Oleh: Mario Gonzaga Afeanpah
Mahasiswa Universitas Katolik Widya Mandira
Pada hari Minggu, 10 Oktober 2021 tahun lalu, di Roma, Paus Fransiskus telah membuka secara resmi Sinode Para Uskup yang akan berlangsung selama 2 tahun dan berpuncak pada Oktober 2023.
Sinode ini mengambil tema: “Menuju Gereja Sinodal: Persekutuan, Partisipasi, dan Misi”.
Bapa Suci Paus Fransiskus menghendaki agar Sinode kali ini melibatkan tidak hanya para Uskup, namun juga seluruh umat beriman, baik kaum tertahbis (klerus), anggota hidup bhakti, maupun awam di seluruh dunia.
Hal ini ditempuh melalui pelaksanaan Sinode di masing-masing keuskupan.
Bertolak dari tema yang disodorkan tentulah sangat dibutuhkan sumbangsi dari setiap elemen masyarakat dari berbagai tingkatan dalam hal ini yang berada di bawah naungan Gereja Katolik.
Keterlibatan orang muda katolik disini tentulah merupakan suatu kewajiban yang tidak bisa dipungkiri.
Mengingat orang muda katolik merupakan agen-agen Gereja Katolik yang nantinya akan menjadi tiang utama Gereja dalam keberlangsungannya di dunia ini. Untuk itu, sinode sendiri harus dipahami secara baik dan benar.
Berdasarkan asal katanya, sinode berasal dari 2 kata Yunani syn artinya bersama dan hodos artinya berjalan. Maka Sinode berarti “berjalan bersama”.
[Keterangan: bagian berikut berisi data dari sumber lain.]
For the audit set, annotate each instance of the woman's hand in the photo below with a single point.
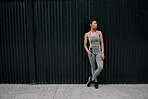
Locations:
(102, 56)
(89, 53)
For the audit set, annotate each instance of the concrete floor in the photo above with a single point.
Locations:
(73, 91)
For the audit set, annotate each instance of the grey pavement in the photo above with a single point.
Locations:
(73, 91)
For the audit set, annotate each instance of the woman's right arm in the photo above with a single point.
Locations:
(85, 44)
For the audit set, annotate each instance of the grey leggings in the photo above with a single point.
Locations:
(96, 57)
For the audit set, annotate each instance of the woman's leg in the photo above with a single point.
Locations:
(99, 66)
(92, 63)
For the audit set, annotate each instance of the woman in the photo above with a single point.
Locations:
(95, 51)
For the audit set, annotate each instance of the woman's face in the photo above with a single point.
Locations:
(93, 25)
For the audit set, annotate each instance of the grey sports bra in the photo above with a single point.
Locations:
(93, 39)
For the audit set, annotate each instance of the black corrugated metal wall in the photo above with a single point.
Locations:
(42, 40)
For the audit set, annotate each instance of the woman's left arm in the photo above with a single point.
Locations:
(102, 45)
(101, 40)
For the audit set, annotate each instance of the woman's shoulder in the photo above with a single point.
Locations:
(86, 33)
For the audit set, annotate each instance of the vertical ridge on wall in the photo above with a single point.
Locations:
(14, 67)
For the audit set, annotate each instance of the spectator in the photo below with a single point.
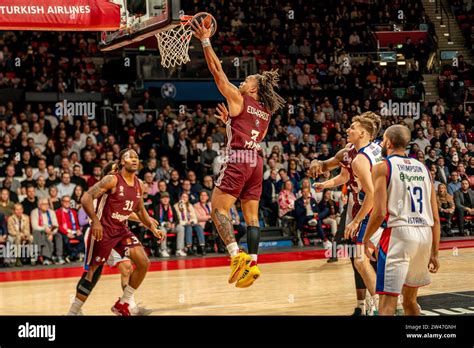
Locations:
(207, 157)
(10, 174)
(95, 177)
(3, 238)
(6, 206)
(45, 233)
(76, 197)
(329, 205)
(174, 186)
(270, 198)
(421, 141)
(52, 179)
(294, 129)
(286, 200)
(455, 184)
(19, 231)
(54, 201)
(77, 178)
(65, 188)
(442, 171)
(28, 181)
(446, 207)
(208, 185)
(188, 219)
(164, 171)
(69, 230)
(31, 201)
(167, 216)
(464, 200)
(41, 171)
(186, 188)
Sedangkan menurut kanon 342 Kitab Hukum Kanonik, “Sinode para Uskup ialah himpunan para Uskup yang dipilih dari pelbagai kawasan dunia yang pada waktu-waktu yang ditetapkan berkumpul untuk membina hubungan erat antara Paus dan para Uskup, dan untuk membantu Paus dengan nasihat-nasihat guna memelihara keutuhan dan perkembangan iman serta moral, guna menjaga dan meneguhkan disiplin gerejawi, dan juga mempertimbangkan masalah-masalah yang menyangkut karya Gereja di dunia”.
Dari pengertian tersebut maka, Sinode merupakan undangan untuk berjalan bersama dengan saling mendengarkan, berdialog, dan melakukan aksi nyata.
Dengan cara berjalan bersama ini Gereja akan dapat setia melaksanakan misi yang dipercayakan kepadanya.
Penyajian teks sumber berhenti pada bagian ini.